Comment expliquer de tels écarts entre les études portant sur des marchés émetteurs, qui dépassent les 150 euros à 200 euros de dépense par jour et par personne et cette moyenne fébrile comprise entre 50 et 70 euros dans nos territoires ? Soit un écart de 3 ! On m’indique souvent le poids des résidences secondaires, dont la France est championne d’Europe avec plus de 3 millions d’unités, pour expliquer cela. Je lis que par endroits, les statistiques territoriales incluent les investissements de remise en état de ces logements pour évaluer la dépense touristique moyenne per capita. Ce qui l’augmenterait de fait. Ah bon et dans ce cas pourquoi ne pas faire la même chose avec les investissements des hôteliers, des exploitants de campings ou de meublés ?

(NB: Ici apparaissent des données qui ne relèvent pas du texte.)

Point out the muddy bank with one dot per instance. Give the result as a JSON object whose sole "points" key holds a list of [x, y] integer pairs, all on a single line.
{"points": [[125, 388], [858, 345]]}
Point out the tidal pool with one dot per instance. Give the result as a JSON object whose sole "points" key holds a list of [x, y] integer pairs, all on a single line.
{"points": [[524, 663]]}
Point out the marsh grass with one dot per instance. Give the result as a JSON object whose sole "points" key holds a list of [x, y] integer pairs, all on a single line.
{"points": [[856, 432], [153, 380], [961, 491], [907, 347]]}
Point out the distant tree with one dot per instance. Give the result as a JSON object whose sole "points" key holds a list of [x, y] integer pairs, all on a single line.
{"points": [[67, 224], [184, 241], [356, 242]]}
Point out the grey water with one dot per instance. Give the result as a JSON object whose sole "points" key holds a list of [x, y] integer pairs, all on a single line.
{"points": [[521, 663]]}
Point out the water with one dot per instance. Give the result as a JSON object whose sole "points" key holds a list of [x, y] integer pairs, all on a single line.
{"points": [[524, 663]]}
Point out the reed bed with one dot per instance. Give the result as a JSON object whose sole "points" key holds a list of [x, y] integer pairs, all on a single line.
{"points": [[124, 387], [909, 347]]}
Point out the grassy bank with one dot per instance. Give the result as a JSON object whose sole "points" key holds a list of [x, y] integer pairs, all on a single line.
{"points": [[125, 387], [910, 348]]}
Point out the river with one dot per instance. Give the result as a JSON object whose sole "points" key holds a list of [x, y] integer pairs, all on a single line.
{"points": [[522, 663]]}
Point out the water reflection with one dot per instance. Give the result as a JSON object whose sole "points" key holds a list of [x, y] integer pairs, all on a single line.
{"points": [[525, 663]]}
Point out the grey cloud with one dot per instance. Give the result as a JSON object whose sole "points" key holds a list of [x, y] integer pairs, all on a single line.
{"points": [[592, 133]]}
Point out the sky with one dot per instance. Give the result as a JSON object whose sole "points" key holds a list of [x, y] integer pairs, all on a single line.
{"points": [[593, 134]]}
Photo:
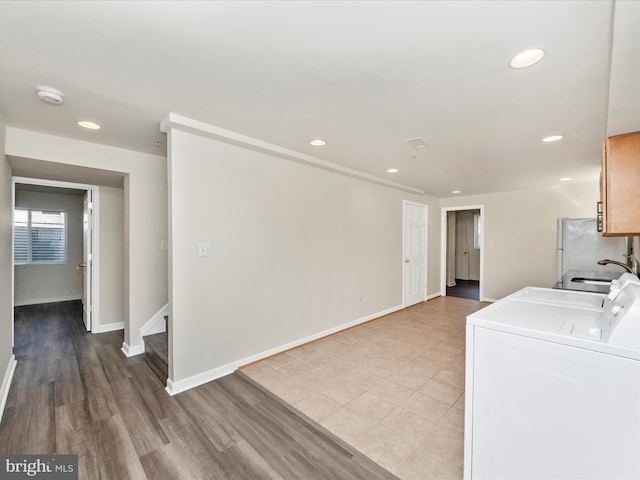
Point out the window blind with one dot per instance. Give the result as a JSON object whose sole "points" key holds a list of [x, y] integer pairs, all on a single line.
{"points": [[39, 237]]}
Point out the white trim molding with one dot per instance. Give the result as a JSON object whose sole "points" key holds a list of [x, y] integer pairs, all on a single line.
{"points": [[108, 327], [443, 247], [132, 350], [156, 324], [6, 383], [38, 301], [175, 387], [433, 295], [179, 122]]}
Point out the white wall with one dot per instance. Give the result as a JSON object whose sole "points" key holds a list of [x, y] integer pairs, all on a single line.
{"points": [[6, 272], [295, 248], [111, 281], [520, 232], [145, 213], [52, 282]]}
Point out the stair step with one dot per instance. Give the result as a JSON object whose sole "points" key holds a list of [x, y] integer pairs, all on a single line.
{"points": [[157, 354]]}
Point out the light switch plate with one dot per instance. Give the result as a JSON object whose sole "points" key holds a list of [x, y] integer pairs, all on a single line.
{"points": [[204, 249]]}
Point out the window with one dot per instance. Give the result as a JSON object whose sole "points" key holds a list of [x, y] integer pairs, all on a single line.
{"points": [[39, 237]]}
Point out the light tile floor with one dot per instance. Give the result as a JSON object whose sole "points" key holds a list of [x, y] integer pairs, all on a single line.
{"points": [[393, 388]]}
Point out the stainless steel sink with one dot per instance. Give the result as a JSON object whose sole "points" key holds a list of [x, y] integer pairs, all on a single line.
{"points": [[591, 281]]}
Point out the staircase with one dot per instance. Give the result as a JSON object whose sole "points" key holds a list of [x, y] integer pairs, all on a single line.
{"points": [[156, 349]]}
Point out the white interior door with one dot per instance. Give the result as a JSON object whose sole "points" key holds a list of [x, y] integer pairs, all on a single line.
{"points": [[415, 265], [464, 243], [87, 254]]}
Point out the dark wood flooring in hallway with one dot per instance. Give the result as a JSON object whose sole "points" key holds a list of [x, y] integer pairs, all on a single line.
{"points": [[75, 392]]}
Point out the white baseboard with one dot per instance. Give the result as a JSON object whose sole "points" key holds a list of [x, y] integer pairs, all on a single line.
{"points": [[107, 327], [490, 300], [175, 387], [156, 324], [37, 301], [131, 351], [6, 383]]}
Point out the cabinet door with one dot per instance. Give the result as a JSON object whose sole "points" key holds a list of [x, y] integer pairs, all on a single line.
{"points": [[621, 185]]}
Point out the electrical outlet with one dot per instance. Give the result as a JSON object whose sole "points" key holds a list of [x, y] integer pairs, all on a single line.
{"points": [[204, 249]]}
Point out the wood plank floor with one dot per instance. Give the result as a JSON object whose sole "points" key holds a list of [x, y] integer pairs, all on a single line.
{"points": [[74, 392]]}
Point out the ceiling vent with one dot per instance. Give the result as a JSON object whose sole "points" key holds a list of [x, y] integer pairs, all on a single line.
{"points": [[416, 143], [50, 95]]}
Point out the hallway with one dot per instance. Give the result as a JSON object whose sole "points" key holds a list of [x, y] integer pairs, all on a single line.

A la lecture de ces éléments, la France, dont l’offre touristique est atomisée apparaît plus que compétitive, voire sous performante. Cela interroge pour signifier le poids du tourisme et continuer à convaincre de la solidité du tourisme français qui repose en grande partie sur une animation publique et des financements publics (OT, ADT, CRT). Tout cela dans une période d’incertitude budgétaire et de renouvellement des engagements locaux à l’égard du développement du tourisme.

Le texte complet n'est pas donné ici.